The sources I cite are:

“History and Introduction” to David C. Wood papers, unpaginated typescript, 26 Nov. 1990, Hagley Museum and Library – the papers are Accession 1772, Series 1, referred to hereafter as the Wood papers; John W. Barber and Henry Howe, Historical Collections of the State of New Jersey (New York: Authors, 1846), pp. 149-50. For the South Jersey and Delaware bog ores, see J.P. Lesley, Iron Manufacturer's Guide to the Furnaces, Forges and Rolling Mills of the United States (New York: John Wiley, 1859), pp. 738-41. Bog ores needed to be used shortly after raising and, because of high sulphur levels, were chiefly good for casting.

Since I wrote the above, I've done more work in the David Wood Papers (a part of the larger Wawa Collection at the Hagley). There's a terrific collection of all of his outgoing business letters from 1822 until his death.

Wood was a difficult, litigious man and an unsuccessful businessman. In the 1840s, by which time he was in his 60s, he fell heavily into debt, and was rescued by his younger half-brother, Richard D., who was a very successful Philadelphia merchant, director of a bank, a canal company, a railroad, etc. Richard D. took over his brother's properties and business, which by that time had focused on making cast-iron pipe rather than stoves.
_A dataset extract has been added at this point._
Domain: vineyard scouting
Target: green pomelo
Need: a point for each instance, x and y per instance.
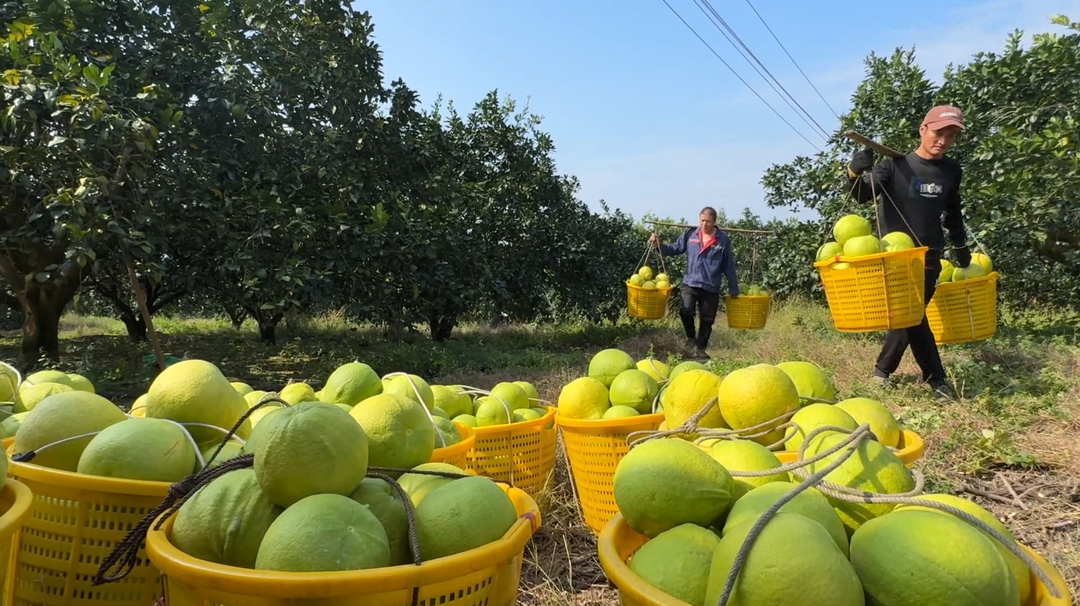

There is a wonderful account of his life, with numerous references to Millville, in Biographical Sketch of Richard D. Wood, published in 1871 by his widow Julianna, in three volumes -- more than a thousand pages for a "brief sketch"! It mostly consists of transcribed diary entries and letters from this busy, interesting man, who poured his money and energies into developing Millville's manufacturing economy in the 1850s and 60s, and laid the foundations for what eventually became Wawa, Inc.

This Sketch is all available online -- see http://www.archive.org/stream/biographicalsket01wood#page/29/mode/1up for Julianna's recollections of her first visit to Millville in the early summer of 1833:

"It is difficult to recognize in the Millville of the present day, with its earnest, active life, its enterprise, and its increasing wealth and population, the spot to which I was then introduced.

The mansion, the only respectable building there, had been built for some time; but surrounded by sand and cinders, without porches or shade, it was most dreary and //p. 30 unattractive in its appearance. An old packing-box served as the only step to the high doorway. One tumble-down furnace, and a store on which decay had also evidently set its fingers, a barn, and some dozen or twenty huts for the workmen, with broken plank or mud floors, unhinged gates, and windows whose want of glass was supplied by old hats, red flannel shirts, etc., completed the dreary village, the roads of which, ankle deep in sand, were almost impassable."

Howell Harris
Professor of US History
Durham University
England

I can't confirm a furnace at Manumuskin, but I know there was some iron work done at Millville Manufacturing, which was along the Maurice River between Main St and Sharp St (as the river flows).

If I am not mistaken D C Wood is the father of Richard 'R D' Wood, who is the original founder of Wawa Farm Market, that eventually became the convenience store that we all know. The farm was outside Media, PA in a small town called Wawa, but the family was from and still has a home in Millville. The original mansion is on Columbia Ave and at one time was a regional office for Wawa, now their mansion is on Union Lake. (can't get to it real easy, it is gated and the gate is far from the main house).

I am an avid genealogist and love local history. This web site is a wonderful addition to my favorites.

Look forward to hearing from others.

post here or email me: rpwoolford2003@hotmail.com

Robb
 

Teegate

Administrator
Site Administrator
Sep 17, 2002
25,656
8,266
Robb,

This is a seven year old thread and the person who started it has not been on the site in years. In any event, it was an interesting post.